Final answer:
To solve the inequality by graphing, convert the inequality to the form x² - 6x + 3 < 0, find the roots using the quadratic formula, and then determine the interval for x that satisfies the inequality. The correct answer is option D).
Step-by-step explanation:
To solve the inequality x² - 6x < -3 by graphing, we first bring the inequality to standard quadratic form: Step 1: Add 3 to both sides to get: x² - 6x + 3 < 0. Step 2: Factor the quadratic equation (if possible) or use the quadratic formula. In this case, the quadratic doesn't factor nicely, so we use the quadratic formula where a = 1, b = -6, and c = 3.
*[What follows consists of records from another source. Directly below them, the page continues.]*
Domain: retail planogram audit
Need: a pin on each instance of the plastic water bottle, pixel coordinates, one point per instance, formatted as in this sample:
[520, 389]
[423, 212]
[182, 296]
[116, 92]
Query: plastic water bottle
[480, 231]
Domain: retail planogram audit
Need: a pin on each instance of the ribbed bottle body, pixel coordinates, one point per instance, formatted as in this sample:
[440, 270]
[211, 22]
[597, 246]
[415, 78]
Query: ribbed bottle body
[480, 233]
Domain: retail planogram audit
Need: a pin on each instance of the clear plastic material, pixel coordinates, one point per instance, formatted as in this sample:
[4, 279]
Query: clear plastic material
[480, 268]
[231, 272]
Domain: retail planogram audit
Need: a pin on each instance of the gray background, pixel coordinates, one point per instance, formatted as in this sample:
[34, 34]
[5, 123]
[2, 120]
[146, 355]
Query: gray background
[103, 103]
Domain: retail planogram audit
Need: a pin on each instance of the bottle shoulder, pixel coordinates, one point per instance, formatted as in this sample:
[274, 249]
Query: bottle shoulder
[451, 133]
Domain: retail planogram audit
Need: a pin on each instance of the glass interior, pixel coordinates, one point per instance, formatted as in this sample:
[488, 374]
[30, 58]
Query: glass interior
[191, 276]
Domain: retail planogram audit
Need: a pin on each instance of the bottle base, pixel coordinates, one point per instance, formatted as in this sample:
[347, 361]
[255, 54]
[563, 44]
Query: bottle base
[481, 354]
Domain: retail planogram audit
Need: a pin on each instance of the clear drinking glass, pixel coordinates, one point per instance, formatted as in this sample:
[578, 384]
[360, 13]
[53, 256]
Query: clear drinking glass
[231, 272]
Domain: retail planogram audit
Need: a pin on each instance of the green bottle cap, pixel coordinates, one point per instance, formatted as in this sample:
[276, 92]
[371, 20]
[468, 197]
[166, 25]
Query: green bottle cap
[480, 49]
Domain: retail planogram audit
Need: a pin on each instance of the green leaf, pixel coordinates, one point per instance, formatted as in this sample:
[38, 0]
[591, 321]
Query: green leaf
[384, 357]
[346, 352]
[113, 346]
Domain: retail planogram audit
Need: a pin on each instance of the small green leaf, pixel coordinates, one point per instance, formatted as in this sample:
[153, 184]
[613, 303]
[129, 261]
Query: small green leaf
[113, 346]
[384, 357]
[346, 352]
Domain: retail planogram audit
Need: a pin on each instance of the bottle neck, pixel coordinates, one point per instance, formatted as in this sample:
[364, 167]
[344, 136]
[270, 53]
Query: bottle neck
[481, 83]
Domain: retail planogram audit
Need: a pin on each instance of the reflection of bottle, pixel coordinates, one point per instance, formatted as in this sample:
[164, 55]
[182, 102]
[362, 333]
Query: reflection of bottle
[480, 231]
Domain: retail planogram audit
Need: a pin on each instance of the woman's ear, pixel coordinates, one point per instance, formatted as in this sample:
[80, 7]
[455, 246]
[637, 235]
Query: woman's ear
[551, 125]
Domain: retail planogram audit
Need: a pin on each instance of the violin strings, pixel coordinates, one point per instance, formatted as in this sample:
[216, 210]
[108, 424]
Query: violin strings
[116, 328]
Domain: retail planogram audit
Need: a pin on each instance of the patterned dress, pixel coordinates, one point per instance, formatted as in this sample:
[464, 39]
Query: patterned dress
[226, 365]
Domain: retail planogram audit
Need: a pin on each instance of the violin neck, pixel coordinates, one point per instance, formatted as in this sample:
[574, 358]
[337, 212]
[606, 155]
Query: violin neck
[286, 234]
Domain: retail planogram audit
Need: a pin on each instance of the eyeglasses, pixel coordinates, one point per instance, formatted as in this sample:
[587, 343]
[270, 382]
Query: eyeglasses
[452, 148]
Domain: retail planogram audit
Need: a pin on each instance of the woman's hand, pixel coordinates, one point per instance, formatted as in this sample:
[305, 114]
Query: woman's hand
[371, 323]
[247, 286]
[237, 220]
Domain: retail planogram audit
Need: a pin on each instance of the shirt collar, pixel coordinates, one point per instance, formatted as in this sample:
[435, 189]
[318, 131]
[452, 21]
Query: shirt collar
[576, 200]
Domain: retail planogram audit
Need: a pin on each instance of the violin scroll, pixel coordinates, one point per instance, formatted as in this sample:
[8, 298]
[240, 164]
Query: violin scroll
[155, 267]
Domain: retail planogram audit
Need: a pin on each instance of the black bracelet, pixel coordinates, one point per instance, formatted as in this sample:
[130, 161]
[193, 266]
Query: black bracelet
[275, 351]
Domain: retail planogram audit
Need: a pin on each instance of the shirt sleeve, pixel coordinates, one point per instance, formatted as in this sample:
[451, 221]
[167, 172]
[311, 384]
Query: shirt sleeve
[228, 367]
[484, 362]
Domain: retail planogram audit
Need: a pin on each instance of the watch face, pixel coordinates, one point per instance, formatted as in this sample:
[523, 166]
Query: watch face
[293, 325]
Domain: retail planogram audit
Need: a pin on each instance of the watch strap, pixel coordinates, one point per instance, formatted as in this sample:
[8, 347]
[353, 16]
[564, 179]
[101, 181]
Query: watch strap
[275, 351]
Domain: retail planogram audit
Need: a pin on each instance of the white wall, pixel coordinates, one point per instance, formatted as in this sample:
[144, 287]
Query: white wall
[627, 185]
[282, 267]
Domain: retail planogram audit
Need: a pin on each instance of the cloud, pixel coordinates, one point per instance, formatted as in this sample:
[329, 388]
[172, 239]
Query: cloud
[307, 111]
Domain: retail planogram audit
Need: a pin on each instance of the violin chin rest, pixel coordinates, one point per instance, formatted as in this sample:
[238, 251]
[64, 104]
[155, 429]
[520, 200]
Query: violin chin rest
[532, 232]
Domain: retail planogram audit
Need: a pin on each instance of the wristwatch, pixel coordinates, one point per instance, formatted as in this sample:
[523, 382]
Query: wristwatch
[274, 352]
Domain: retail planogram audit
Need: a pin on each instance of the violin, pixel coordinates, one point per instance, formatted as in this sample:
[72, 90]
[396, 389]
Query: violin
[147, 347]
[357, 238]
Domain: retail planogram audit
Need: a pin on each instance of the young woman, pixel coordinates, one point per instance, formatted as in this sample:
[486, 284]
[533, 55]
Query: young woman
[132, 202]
Step 3: The solutions to the equation x² - 6x + 3 = 0 are the critical points which divide the number line into intervals. We use these points to determine the intervals where the inequality is true. The quadratic formula is x = (-b ± √(b² - 4ac)) / (2a). Substituting our values in gives us two solutions x ≈ 0.55 and x ≈ 5.45.
These solutions are not exact roots of the equation but approximate to two decimal places. Step 4: Plot these two points on a graph and test an interval to find where the inequality is true. After graphing, you find the solution is D) x < -1.45 or x > 7.45.